Keenam, selain aspek gizi, kebersihan fisik difabel mental dan kebersihan lingkungan panti/yayasan juga selalu diperhatikan secara saksama. Setiap hari difabel mental mandi, didampingi perawat shift dan tenaga psikologi. Hari Kamis setiap minggu adalah hari perawatan fisik klien secara total. Klien dimandikan, rambutnya dikeramas, kutu-kutunya dibersihkan, gigi mereka disikat dan kuku mereka dipotong. Sementara hari Rabu adalah hari pembersihan umum seluruh lingkungan panti dan yayasan.

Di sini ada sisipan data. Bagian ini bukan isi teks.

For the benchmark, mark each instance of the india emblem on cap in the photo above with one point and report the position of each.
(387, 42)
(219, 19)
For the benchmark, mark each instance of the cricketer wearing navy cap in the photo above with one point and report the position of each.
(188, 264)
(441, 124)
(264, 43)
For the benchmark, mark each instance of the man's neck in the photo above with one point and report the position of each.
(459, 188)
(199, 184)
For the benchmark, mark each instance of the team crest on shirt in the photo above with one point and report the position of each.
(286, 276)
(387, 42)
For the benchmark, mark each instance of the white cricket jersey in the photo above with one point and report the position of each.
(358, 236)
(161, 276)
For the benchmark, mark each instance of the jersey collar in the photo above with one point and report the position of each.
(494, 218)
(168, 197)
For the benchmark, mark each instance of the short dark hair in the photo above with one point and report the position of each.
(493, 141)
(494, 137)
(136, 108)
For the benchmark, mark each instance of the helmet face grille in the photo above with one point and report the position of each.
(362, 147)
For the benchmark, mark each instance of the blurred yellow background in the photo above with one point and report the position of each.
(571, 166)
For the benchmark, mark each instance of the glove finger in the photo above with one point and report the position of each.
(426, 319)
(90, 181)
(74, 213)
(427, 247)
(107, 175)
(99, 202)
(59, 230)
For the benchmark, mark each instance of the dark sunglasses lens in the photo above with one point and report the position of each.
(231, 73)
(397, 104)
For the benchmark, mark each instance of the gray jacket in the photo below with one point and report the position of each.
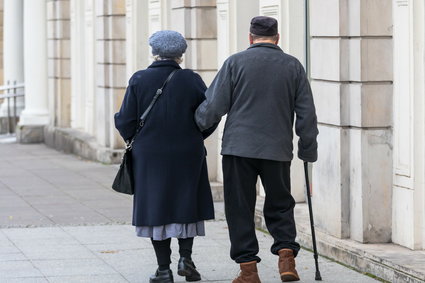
(260, 89)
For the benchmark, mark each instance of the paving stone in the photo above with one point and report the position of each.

Berkaitan dengan bagaimana difabel mental berada di Panti Santa Dymphna, dijelaskan bahwa pada umumnya mereka dihantar oleh keluarga, selain itu oleh individu, kelompok, atau instansi tertentu seperti Dinsos, Kepolisian, aparat pemerintah desa dan tukang ojek. Juga yang terlantar di jalanan sekitar kota Maumere dijemput oleh lembaga.
Selanjutnya, salah satu siswa UPH College, meminta difabel sharing pengalman selama berada di Panti Santa Dymphna. Ada banyak yang angkat tangan untuk sharing atau bertanya kepada UPH College atau para siswa. Namun diberikan kesempatan tiga (3) orang saja. Di antaranya adalah Prada Hekar. Mama, Prada, demikian panggilannya, menyampaikan bahwa ia sangat senang dan bahagia berada di Panti Santa Dymphna. “Di sini kami dirawat, kami dapat makan yang cukup, tidur cukup di tempat yang aman, kami olah raga, berdoa dan misa bersama. Kami dapat obat-obat kalau sakit. Saya dari Lembata. Saya dulu, kadang kala tidur dan makan di jalan. Saya senang di sini. Saya sudah sembuh”, demikian mama Prada yang sudah makin baik kondisi kejiwaannya.
Sebelum menutupi sharingnya, mama Prada mengatakan bahwa siswa-siswa UPH College adalah keluarga. “Kita ini keluarga. Kita semua di sini keluarga. Kami di panti adalah keluarga adik-adik dan adik-adik adalah keluarga kami. Adik-adik datang kunjung kami di sini. Kita saling mendoakan. Kamu doakan kami. Terima kasih dan minta maaf kalau saya salah”, demikian mama Prada dan disambut dengan tepukan tangan meriah.
Selanjutnya, seorang klien meminta pandangan para siswa tentang Difabel Mental. “Siapakah difabel mental menurut adik-adik siswa”?, demikian Yulia B. Rewa. Salah seorang tampil mewakili para siswa yang lain. Dia katakan bahwa jawabannya sangat pribadiah. Tapi sesungguhnya difabel mental adalah manusia yang perlu dihormati dan dihargai. Mereka memiliki harkat dan martabat yang sama. Mereka memiliki hak-hak yang sama untuk dihargai dan dilayani.
Kemudian disusul dengan sharing dari Yulianti, klien yang sebelum mengalami gangguan jiwa berprofesi sebagai guru dan petugas perpustakaan di sekolah. Kemudian acara ditutup dengan doa dan puji-pujian oleh para siswa UPH College dan penyerahan sumbangan secara simbolik.